A letter by Winnipeg chiropractor Henri Marcoux was published last February in Manitoba's francophone weekly newspaper La Liberté, in response to an article in which a regional health authority expert was interviewed about influenza immunizations.

Marcoux wrote that he does not recommend flu vaccines, calling them "toxic." He further stated that the flu virus actually "purifies our systems" and said that he believes flu vaccines are "driven by a vast operation orchestrated by pharmaceutical companies."

People should instead focus on general wellness — which includes chiropractic treatment — to stave off the flu, he wrote.

Now-retired chiropractor and long-time anti-vaccination advocate Gérald Bohémier wrote a later letter in support of Marcoux that also appeared in La Liberté.

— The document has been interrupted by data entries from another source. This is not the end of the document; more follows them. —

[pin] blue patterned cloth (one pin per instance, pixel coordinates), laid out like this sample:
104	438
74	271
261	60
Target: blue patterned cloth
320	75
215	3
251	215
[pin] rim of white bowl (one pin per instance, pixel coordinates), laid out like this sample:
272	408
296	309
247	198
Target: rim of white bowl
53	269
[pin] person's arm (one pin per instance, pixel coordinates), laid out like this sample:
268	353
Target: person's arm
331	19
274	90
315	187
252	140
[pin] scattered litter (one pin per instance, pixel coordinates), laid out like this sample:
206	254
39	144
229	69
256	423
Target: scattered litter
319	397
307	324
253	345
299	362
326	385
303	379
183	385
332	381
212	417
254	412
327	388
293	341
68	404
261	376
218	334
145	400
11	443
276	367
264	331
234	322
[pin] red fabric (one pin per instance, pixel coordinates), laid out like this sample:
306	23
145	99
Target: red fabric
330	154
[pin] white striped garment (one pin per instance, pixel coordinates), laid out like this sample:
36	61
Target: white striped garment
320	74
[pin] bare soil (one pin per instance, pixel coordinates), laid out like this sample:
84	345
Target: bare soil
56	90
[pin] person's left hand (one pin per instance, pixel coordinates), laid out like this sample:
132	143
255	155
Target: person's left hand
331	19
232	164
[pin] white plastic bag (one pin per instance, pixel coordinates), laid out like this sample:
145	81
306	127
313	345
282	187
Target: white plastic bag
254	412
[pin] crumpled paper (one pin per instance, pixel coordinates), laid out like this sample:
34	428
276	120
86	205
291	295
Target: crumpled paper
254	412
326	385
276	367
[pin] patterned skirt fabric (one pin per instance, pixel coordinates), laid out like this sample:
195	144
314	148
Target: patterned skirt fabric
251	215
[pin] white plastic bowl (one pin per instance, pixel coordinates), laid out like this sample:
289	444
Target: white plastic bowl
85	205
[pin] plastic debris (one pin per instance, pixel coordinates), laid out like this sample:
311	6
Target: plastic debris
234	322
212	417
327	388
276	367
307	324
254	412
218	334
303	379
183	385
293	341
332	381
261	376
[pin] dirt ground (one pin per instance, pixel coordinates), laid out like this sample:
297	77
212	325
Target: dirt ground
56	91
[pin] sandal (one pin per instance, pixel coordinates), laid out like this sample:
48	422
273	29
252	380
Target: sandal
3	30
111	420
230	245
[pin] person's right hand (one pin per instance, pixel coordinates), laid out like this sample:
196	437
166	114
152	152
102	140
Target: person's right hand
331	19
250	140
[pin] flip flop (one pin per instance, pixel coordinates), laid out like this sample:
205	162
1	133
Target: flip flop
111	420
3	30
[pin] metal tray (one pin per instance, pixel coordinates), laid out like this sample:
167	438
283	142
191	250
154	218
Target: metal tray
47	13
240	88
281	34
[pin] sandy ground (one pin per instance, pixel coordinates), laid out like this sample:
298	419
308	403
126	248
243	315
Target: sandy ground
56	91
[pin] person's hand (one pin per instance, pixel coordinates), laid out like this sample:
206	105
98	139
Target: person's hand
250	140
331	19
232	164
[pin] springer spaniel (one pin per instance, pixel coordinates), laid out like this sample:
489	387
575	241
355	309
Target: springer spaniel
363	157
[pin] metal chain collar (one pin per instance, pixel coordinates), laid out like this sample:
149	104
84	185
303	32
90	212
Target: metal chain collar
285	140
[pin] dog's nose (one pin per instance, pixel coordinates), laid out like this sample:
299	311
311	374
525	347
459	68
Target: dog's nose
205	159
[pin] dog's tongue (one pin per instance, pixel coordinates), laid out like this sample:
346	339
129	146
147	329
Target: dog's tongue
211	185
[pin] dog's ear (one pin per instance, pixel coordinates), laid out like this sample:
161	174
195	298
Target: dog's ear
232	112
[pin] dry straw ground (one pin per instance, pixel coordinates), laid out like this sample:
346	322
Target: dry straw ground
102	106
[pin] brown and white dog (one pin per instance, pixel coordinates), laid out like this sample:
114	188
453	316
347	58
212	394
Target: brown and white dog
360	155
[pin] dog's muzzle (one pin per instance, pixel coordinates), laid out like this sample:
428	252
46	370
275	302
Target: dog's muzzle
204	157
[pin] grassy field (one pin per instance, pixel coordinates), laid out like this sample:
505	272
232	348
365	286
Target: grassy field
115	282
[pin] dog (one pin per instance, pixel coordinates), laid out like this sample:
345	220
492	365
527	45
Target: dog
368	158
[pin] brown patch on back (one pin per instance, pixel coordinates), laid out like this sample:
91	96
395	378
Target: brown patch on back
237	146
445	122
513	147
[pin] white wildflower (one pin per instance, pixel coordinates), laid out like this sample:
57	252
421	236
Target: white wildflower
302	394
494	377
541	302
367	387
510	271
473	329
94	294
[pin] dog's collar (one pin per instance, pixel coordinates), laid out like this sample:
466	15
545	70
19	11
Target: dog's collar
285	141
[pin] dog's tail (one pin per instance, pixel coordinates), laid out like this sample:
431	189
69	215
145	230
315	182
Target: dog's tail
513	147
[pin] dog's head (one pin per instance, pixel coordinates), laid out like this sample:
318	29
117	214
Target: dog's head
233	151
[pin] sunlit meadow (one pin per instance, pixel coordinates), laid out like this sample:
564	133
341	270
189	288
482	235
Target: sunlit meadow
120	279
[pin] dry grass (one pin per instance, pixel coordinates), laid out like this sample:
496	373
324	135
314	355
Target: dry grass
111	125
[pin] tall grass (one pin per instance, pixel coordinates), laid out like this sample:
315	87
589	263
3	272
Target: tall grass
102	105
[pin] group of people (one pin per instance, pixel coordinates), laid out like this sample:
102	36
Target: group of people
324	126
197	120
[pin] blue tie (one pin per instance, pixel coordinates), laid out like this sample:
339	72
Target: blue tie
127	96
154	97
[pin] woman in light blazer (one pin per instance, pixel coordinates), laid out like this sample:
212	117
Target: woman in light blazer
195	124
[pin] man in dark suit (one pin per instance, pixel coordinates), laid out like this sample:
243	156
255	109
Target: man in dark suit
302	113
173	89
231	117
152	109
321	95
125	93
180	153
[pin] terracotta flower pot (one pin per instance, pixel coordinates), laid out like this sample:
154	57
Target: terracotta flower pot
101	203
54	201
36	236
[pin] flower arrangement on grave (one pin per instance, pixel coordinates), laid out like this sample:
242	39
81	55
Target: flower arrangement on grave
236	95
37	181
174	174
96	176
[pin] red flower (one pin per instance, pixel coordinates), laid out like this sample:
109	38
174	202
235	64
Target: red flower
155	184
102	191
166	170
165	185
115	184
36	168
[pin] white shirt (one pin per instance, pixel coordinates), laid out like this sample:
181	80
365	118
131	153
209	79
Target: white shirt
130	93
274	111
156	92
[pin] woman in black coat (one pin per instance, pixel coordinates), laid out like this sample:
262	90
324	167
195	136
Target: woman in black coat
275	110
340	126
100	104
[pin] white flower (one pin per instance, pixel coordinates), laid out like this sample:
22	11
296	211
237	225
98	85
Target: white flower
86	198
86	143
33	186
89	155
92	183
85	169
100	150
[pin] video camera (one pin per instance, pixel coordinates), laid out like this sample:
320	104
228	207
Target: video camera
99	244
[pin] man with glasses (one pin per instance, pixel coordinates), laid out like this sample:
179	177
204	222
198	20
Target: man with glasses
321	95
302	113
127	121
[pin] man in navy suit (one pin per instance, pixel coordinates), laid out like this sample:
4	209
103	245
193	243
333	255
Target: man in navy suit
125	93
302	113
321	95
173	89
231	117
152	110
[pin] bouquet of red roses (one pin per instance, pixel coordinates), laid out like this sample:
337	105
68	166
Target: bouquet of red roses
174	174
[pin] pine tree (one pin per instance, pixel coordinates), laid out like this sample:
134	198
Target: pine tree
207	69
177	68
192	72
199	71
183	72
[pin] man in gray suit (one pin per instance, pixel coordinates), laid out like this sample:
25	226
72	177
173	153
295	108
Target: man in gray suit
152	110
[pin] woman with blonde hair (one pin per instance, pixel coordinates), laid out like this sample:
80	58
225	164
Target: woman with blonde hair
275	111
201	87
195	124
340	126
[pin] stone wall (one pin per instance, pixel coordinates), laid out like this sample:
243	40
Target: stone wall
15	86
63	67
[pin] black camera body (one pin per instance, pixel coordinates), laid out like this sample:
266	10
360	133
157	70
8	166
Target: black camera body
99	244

Letters then poured in from members of the community, including a resident and two physicians who took exception to these statements.

Marcoux told the CBC's French service, Radio-Canada, that he does not believe his views are at odds with public health.

He stands by his letter, he said, adding if society as a whole took health and wellness more seriously — rather than trying to treat symptoms — the need for vaccines would dissipate or never would have existed in the first place.


Facts on chiropractic services

  • Chiropractors in Manitoba are authorized by the Chiropractic Act to use the title "doctor," but only if the individual displays or makes use of the word "chiropractic" or "chiropractor" immediately before or after the name.
  • In 2016, Manitoba Public Insurance spent $7.5 million on 176,820 chiropractic treatments.
  • In 2016, the Worker's Compensation Board spent $1.9 million on 48,226 chiropractic treatments.
  • Chiropractic services have been covered by Manitoba Health since 1969.
  • British Columbia, Alberta and Saskatchewan all offer some form of public coverage, but only for limited groups, such as seniors and people on social assistance.
  • Ontario delisted chiropractic coverage in 2004 in a wave of health-care cuts.